Yes, democracy is the delusion that everyone can live at the expense of everyone else, but the larger problem for those genuinely supporting democracy is to hold two contradictory principles at once: your own view of what’s good policy and what is the best candidate, and your superseding belief that democratic voting makes for the best governance. 

Joakim Book

“Most citizens are not doing us any favor by voting. Asking everyone to vote is like asking everyone to litter.”
—Jason Brennan, Against Democracy

No, the title is not a typo: I mean the opposite of the quip many people use after elections: “If you don’t vote, you have no right to complain.”

The romantic view of democratic government is the idea that we all come together, display our values and give our say, and through the miracles of aggregation we receive a responsible government that somehow reflects those values. And for the next four years, we can happily spend our time on what really matters in life, while our appointed representatives carefully and competently steward our shared public goods in the best interest of our nation.

If you didn’t sneer while reading the previous paragraph, you have either never participated in a democracy or you are in for a brutal shock once you lift your nose from that fairytale-like view. One most astute critic of democracy, Jason Brennan, opens his book Against Democracy by summarizing how his view differs from most others:

Many of my colleagues entertain a somewhat romantic view of politics: politics brings us together, educates and civilizes us, and makes us civic friends. I see politics as doing the opposite: it pulls us apart, stultifies and corrupts us, and makes us civic enemies.

The big promise of democracy and universal suffrage is that you—yes, you!—can make things better if you just get your buttocks off the couch, inform yourself, and go vote. In every election cycle we are told that it’s sooo important to “get out the vote”—which is weird, because in many states in America’s electoral system it’s completely pointless to vote and because why in the world would a candidate say “Go vote!” unless they meant “Go vote … for me”?

The overlooked flipside of democracy’s promise is that you—yes, you—might make things worse. For what do you know about tax rates or environmental legislation or how to structure healthcare or infrastructure needs or what ought to be taught in public schools? How could you possibly have any reasonable grasp of military procurement or how much the federal government ought to spend on x? (Well, the last one does have a reasonable answer: zero.)

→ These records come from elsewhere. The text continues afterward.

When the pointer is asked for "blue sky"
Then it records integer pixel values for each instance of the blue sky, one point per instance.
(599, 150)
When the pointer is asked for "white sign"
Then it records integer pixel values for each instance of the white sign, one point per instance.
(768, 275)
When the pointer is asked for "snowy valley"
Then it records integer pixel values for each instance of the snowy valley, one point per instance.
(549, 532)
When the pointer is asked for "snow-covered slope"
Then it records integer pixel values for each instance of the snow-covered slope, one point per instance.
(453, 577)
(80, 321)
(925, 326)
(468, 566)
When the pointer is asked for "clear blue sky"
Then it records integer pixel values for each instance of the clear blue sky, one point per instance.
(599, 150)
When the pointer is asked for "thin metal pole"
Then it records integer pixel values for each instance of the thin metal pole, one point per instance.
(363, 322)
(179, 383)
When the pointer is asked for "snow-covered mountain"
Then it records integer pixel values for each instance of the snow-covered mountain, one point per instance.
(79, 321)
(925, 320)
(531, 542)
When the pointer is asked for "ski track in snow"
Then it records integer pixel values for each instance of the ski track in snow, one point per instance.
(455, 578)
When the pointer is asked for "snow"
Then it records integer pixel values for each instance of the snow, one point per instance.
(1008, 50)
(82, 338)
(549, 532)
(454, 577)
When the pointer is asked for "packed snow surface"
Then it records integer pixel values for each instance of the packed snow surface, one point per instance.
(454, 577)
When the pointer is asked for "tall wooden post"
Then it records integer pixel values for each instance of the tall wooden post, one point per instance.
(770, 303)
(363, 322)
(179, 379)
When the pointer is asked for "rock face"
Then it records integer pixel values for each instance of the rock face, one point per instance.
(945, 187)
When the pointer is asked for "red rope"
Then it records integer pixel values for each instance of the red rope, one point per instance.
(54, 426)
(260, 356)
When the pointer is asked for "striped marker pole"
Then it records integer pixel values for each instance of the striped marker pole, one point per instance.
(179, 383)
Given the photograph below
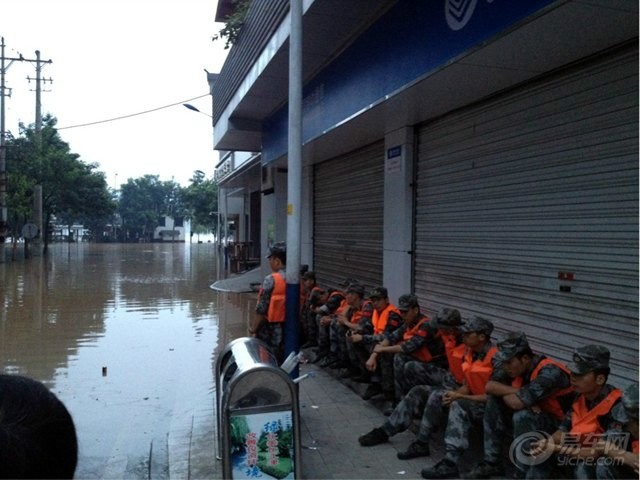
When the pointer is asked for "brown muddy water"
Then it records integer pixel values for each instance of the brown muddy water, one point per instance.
(126, 335)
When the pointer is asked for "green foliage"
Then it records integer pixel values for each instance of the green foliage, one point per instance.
(200, 199)
(239, 430)
(233, 23)
(72, 190)
(144, 200)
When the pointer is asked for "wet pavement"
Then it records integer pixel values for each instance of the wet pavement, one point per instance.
(127, 337)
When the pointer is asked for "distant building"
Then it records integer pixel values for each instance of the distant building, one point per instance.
(171, 229)
(482, 154)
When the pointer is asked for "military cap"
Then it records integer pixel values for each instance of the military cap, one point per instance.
(356, 288)
(478, 324)
(447, 318)
(589, 358)
(347, 282)
(511, 345)
(379, 292)
(407, 302)
(630, 401)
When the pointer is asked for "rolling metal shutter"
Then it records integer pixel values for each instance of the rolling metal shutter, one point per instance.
(348, 217)
(527, 211)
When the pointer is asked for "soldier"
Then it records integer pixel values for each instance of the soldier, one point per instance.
(356, 318)
(465, 394)
(270, 308)
(416, 339)
(597, 414)
(386, 318)
(330, 304)
(539, 394)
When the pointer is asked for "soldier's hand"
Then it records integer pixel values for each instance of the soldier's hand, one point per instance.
(355, 338)
(372, 363)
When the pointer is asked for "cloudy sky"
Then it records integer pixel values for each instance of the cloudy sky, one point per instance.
(118, 58)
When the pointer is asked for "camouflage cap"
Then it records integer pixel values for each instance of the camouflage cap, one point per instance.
(447, 318)
(589, 358)
(356, 288)
(347, 282)
(407, 302)
(512, 344)
(630, 401)
(478, 324)
(309, 276)
(379, 292)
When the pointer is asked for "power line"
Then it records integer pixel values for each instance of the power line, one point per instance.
(131, 114)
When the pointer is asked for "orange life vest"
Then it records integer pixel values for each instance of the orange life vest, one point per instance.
(357, 314)
(423, 354)
(455, 354)
(551, 403)
(277, 309)
(478, 372)
(584, 421)
(380, 319)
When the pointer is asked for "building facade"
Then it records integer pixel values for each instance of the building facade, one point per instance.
(482, 154)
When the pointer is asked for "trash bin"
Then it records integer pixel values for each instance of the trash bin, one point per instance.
(257, 413)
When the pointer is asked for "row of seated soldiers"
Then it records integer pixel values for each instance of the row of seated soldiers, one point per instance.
(555, 419)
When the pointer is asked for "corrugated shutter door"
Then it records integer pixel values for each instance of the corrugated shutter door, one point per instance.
(348, 217)
(527, 211)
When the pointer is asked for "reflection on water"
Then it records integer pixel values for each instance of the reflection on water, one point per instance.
(126, 336)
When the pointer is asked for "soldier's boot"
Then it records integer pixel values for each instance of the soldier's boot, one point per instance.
(445, 468)
(486, 470)
(416, 449)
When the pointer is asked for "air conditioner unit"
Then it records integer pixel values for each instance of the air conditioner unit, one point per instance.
(267, 184)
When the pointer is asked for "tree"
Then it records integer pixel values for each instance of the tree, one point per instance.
(144, 201)
(200, 199)
(71, 189)
(233, 23)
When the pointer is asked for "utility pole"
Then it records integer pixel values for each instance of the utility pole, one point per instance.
(3, 154)
(37, 192)
(3, 134)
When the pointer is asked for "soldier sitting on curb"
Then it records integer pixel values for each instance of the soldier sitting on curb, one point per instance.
(464, 396)
(539, 394)
(386, 318)
(597, 414)
(416, 339)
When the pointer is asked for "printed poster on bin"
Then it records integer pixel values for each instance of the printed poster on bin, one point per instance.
(262, 446)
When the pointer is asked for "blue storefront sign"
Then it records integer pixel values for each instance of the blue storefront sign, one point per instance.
(411, 41)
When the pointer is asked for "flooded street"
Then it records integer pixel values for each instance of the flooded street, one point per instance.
(126, 335)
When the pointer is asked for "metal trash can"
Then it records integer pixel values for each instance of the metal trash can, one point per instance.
(257, 413)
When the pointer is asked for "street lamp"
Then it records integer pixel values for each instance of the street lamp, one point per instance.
(195, 109)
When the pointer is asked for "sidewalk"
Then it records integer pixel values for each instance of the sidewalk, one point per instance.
(333, 416)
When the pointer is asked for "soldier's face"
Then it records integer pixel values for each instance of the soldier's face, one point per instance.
(515, 366)
(409, 315)
(471, 339)
(586, 383)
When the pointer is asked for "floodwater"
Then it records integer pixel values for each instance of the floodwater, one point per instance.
(126, 335)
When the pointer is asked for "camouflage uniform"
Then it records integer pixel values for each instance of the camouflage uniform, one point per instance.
(408, 371)
(498, 417)
(360, 352)
(585, 360)
(465, 414)
(336, 297)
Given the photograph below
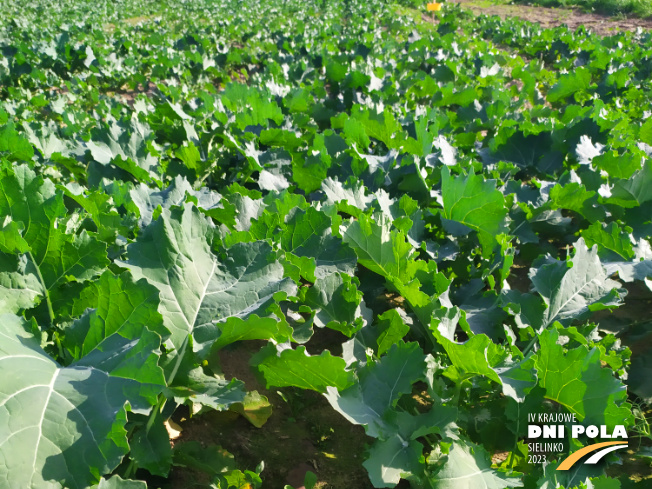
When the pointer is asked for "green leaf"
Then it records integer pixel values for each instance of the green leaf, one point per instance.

I always find it peculiar that those in love with democracy are always so excited and serious in the months leading up to an important election—and always so disappointed afterward. Their candidate didn’t win, and now they must reconcile that consequence with their own (clearly mistaken) worldview. The people didn’t want what we were selling—how odd.

Three common reactions are

  • The opposition stole the election (“It was Russia’s fault!”). While the Russia story in America or Britain in 2016 never made much sense, it was a convenient scapegoat for those who couldn’t rectify their devotion for democracy with the terrifying outcomes it had just delivered. For well-educated, coastal elites it was much easier in 2020–21 to ridicule the evil Trumpers for pursuing this avenue in the January 6 attacks, even though the shoe had been on the other foot in 2016 ( … and 2000). Democracy is about hurling crap at your opponent, while conveniently forgetting that you yourself are full of it.
  • We need more education and to “get the message out.” Clearly, our campaign slogans weren’t good enough or our candidate(s) didn’t resonate with the electorate or there is some ignorance or misunderstanding among the voting public. Because they, like all good and honest people, share our conviction of what’s important. It couldn’t possibly be that many others disagree with our assessment of the world, the values we espouse, or the “obvious” policies we say we wish to pursue?
  • I hate my fellow countrymen! How could they be so stupid? Don’t they understand that Trump/Hillary/Corbyn/Johnson/Macron/Le Pen is so clearly incompetent and dangerous and dumb and that a Good Society™ requires my candidate to progress?

What’s so interesting about all these reactions is that they betray the foundational premise of democracy—the aggregation of the public’s will into one whole.